The following reference may be pertinent to your question:
2010 Ask the FDA and CLIA Transcript
Ask the FDA and CMS/CLIA
October 11, 2010
AABB 2010 Annual Meeting
Baltimore, Maryland
FDA
Jay Epstein - Director, Office of Blood Research & Review, CBER
Ellen Lazarus - Director, Division of Human Tissues in the Office of Cells, Tissue and Gene Therapy, CBER
Hira Nakhasi - Director, Division of Emerging and Transfusion Transmitted Diseases, Office of Blood Research & Review, CBER
Paul Mied - Deputy Director, Division of Emerging and Transfusion Transmitted Diseases, Office of Blood Research & Review, CBER
Judy Ciaraldi - Consumer Safety Officer, Division of Blood Applications, Office of Blood Research & Review, CBER
Lore Fields - Consumer Safety Officer, Blood & Plasma Branch, Division of Blood Applications, Office of Blood Research & Review, CBER
Sharon O'Callaghan - Program Surveillance Branch, Office of Compliance & Biologics Quality, CBER
CMS
Penelope Meyers - Division of Laboratory Services, Survey & Certification Group, Center for Medicaid & State Operations at CMS
Moderator
M. Allene Carr-Greer, Director, Regulatory Affairs, AABB
Question 4: We perform all routine testing using gel technology. We also perform electronic crossmatches. For patients in whom clinically significant antibodies have been identified, is it sufficient to perform only a gel antiglobulin crossmatch? Does this satisfy the CLIA requirement to perform a test to detect ABO incompatibility?

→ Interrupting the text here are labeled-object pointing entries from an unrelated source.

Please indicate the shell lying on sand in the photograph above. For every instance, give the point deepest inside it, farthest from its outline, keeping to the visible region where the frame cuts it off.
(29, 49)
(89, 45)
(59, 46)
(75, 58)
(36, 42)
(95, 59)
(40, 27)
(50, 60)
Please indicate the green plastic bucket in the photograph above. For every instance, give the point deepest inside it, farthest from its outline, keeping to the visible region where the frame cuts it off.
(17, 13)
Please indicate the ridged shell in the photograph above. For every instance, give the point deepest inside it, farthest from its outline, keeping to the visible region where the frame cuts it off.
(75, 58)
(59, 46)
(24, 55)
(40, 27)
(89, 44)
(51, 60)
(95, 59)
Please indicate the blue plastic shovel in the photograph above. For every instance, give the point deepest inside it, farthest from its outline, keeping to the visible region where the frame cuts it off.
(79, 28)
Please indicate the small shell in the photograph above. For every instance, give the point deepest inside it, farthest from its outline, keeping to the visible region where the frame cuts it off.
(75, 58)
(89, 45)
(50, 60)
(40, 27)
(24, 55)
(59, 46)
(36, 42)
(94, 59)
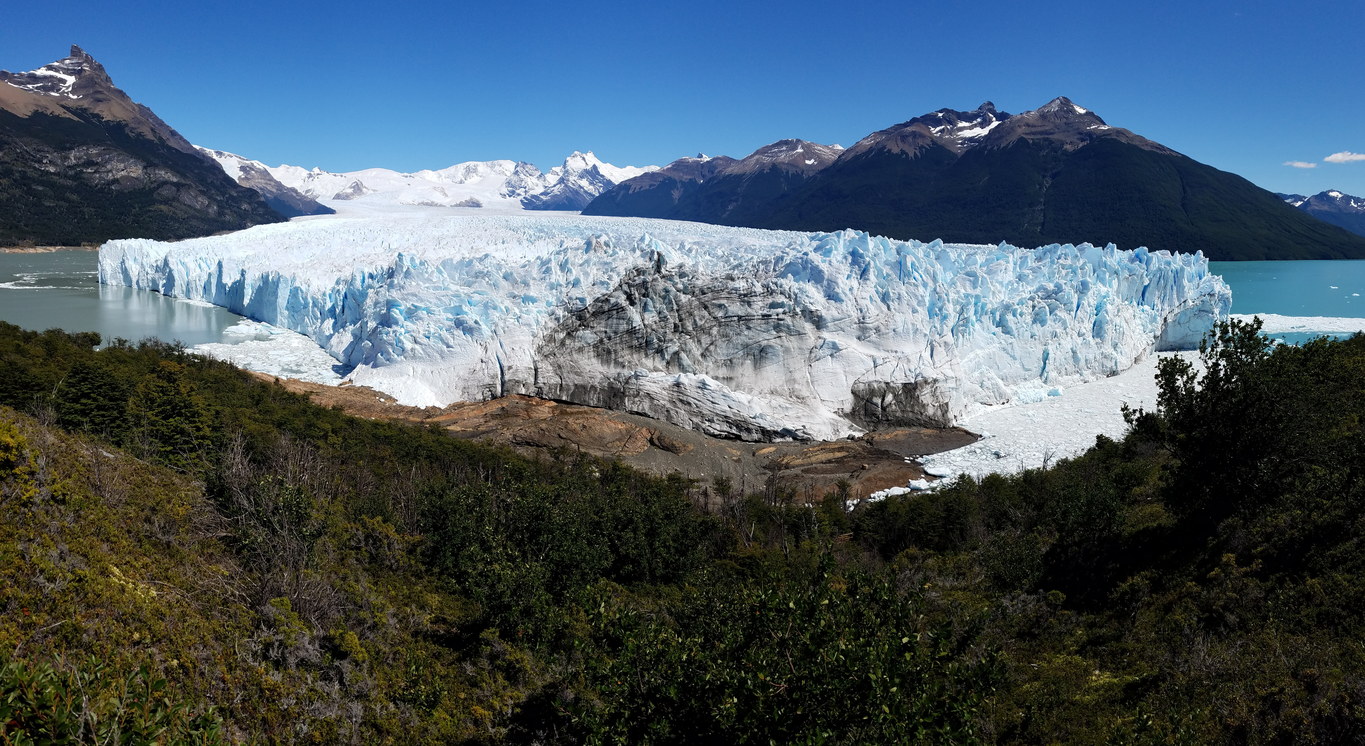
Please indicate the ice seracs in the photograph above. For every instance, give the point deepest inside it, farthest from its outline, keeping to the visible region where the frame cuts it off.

MS. MEYERS: For this question, before I start, I would like to just make the comment that the answers that I will be giving to the questions today are based on the CLIA regulations. However, I would like to remind the audience that many laboratories choose to obtain their CLIA certification through a CMS-approved accreditation organization, of which there are six. One of which is AABB. These laboratories must follow all the requirements of their chosen accreditation organization which may be more stringent than the CLIA requirements.
Now back to the question. Actually, these CLIA requirements for crossmatching are based on the FDA requirements for crossmatching, and FDA and CMS have collaborated in preparing the answer to this question. The simple answer is that the IgG gel card does not fulfill the requirement to demonstrate ABO incompatibility. There are two issues involved here. First, the labeling clearly indicates that the IgG gel card is for direct and indirect antiglobulin tests. In other words, detection of cell-bound IgG antibodies. While the limitation section of the package insert states that some IgM antibodies may react, this limitation should not be interpreted to mean that the card is capable of detecting all IgM antibodies, particularly ABO antibodies. Secondly, the IgG gel card is a low ionic test system and there have been reports that ABO incompatibilities, due to IgM antibodies, can be missed when the antibodies are weak and the test is low ionic strength. While we acknowledge that there is continuing debate on this topic, but with the knowledge of these reports and in the absence of data from the reagent manufacturer to support the use of a low ionic strength system for detection of ABO incompatibility due to IgM antibodies, we believe it is not appropriate for users to omit some kind of test to detect these incompatibilities. And for eligible patients, an electronic crossmatch would fulfill the requirements. An immediate spin crossmatch, of course, is an acceptable method for all patients.
MODERATOR: Thank you, Penny. Can I ask, because I could not hear everything that you just said, but did you respond to the part about sufficient to perform only the gel antiglobulin crossmatch, that first part?
MS. MEYERS: No, it is not sufficient to perform only the gel antiglobulin crossmatch because that does not fulfill the requirement to detect ABO incompatibilities.